The second element of a nutritional assessment is biochemistry. The biochemical element of a nutritional assessment looks at the levels of nutrients in a person’s body. This specifically is accomplished by looking at the levels of nutrients and chemicals in a person’s:

  • Blood
  • Urine
  • Stool

According to the American Medical Association, this testing is sent to a lab. The results provided by a lab can be used by healthcare professionals to find information about the individual’s health, any medical problems they have, or any medical problems they might be at risk of having at a future juncture in time. Tests also measure the function of vital organs such as kidneys and liver.

Prime examples of biochemical measurements obtained as part of a nutritional assessment include:

  • Hemoglobin
  • Albumin
  • C-reactive protein
  • White cell count
  • Glycated hemoglobin
  • Sodium
  • Urea
  • Calcium
  • Phosphate
  • Magnesium
  • Micronutrients


According to John Hopkins University Medical Center, the clinical element of a nutritional assessment “looks at any health problems or diseases a person has that might impact their nutritional state or put them at risk of malnutrition.
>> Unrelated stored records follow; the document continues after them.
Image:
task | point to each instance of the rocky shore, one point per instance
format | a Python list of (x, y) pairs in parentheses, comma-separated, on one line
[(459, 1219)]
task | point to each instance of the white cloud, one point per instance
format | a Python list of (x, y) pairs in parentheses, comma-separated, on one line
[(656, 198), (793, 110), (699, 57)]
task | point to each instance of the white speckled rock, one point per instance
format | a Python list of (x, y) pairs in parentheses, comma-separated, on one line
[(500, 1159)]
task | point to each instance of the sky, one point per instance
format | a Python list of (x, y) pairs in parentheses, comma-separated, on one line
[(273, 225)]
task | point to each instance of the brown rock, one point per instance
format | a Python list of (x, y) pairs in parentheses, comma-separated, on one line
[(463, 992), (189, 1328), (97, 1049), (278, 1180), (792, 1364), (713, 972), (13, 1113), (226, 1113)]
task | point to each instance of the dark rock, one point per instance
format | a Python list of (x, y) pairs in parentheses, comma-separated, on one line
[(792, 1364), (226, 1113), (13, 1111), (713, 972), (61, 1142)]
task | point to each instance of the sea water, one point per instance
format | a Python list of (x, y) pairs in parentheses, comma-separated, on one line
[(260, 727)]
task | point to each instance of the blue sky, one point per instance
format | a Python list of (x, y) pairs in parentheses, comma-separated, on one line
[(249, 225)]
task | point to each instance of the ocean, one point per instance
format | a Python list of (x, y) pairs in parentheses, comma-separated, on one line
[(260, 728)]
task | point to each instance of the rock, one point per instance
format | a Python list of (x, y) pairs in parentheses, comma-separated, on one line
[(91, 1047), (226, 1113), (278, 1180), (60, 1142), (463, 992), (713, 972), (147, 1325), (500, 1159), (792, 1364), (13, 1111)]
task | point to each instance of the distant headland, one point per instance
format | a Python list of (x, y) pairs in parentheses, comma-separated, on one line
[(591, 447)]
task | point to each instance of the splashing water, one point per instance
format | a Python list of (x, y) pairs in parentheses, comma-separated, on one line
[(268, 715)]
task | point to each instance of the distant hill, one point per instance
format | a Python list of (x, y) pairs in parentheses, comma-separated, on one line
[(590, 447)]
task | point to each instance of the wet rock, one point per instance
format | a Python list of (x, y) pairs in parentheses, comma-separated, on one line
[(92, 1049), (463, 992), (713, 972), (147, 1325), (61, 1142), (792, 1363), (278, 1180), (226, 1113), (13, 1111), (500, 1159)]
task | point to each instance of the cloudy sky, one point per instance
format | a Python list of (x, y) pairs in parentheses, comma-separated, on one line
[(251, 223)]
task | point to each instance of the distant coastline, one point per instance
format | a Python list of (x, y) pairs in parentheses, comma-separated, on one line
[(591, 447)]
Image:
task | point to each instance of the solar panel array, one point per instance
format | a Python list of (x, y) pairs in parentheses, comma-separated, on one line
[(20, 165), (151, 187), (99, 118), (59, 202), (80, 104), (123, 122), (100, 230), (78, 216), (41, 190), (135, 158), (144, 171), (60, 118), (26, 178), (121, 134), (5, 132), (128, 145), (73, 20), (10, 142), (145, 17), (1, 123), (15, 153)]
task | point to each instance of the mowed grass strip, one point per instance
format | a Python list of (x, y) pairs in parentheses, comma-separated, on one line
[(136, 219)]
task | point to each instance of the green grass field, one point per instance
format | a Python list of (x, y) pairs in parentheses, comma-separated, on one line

Diseases may cause an increased need for energy, a reduced energy intake, or nutritional losses.”

The clinical screening includes a consideration of such medical issues as:

  • Cancer
  • Chronic obstructive pulmonary disease
  • Heart failure
  • Gastrointestinal disorders
  • Neurological conditions
  • Surgery
  • Trauma
  • Burns
  • Mental health conditions

Nutritional Deficiencies

A nutritional assessment considers whether there is any apparent evidence of nutritional deficiencies. These include considerations of:

  • Bilateral pitting edema (swelling in feet or legs caused by fluid buildup)
  • Emaciation
  • Hair loss
  • Changes in hair color


The final component of a nutritional assessment involves dietary considerations. According to John Hopkins University School of Medicine:

An essential part of understanding nutritional health is knowing what food and fluids one is ingesting daily. A dietary assessment will provide information on how much food an individual eats, the quality of their food, any changes in appetite they have experienced, food allergies or intolerances, and times where they didn’t eat enough during or after an illness

The dietary component is comprised of five components, each of which is discussed in turn.

  • 24-hour recall: As the moniker indicates, a person is called upon to recall all of the food and drink consumed in the prior 24-hour time period.
  • Food frequency questionnaire: A food frequency questionnaire asks patients about the quality of their food, how frequently they eat, and the size of their portions.
  • Food group questionnaire: A food group questionnaire is different than the first two methods in that a healthcare professional will show the patient visuals of different types of food and food groups and ask them to identify if they ate any of that the day before. 
  • Food security assessment: Food security is defined as having physical and economic access to enough food to meet the dietary requirements for a healthy life.
  • Environmental: John Hopkins University School of Medicine explains how an environmental assessment is undertaken as part of an overall nutritional assessment. “An environmental assessment looks at an individual’s ability to shop, cook, and feed themselves. It looks at budget, mobility, meal times, and family support, particularly if nutrition is a concern.​​​It will also look at appetite, dexterity, how cutlery is used, and the general practices surrounding food.”

Once all of this data is amassed, a comprehensive nutritional assessment can be made of a particular individual. Through this assessment, recommendations can be made regarding how an individual’s overall diet can be improved with overall health and wellness as the ultimate objective.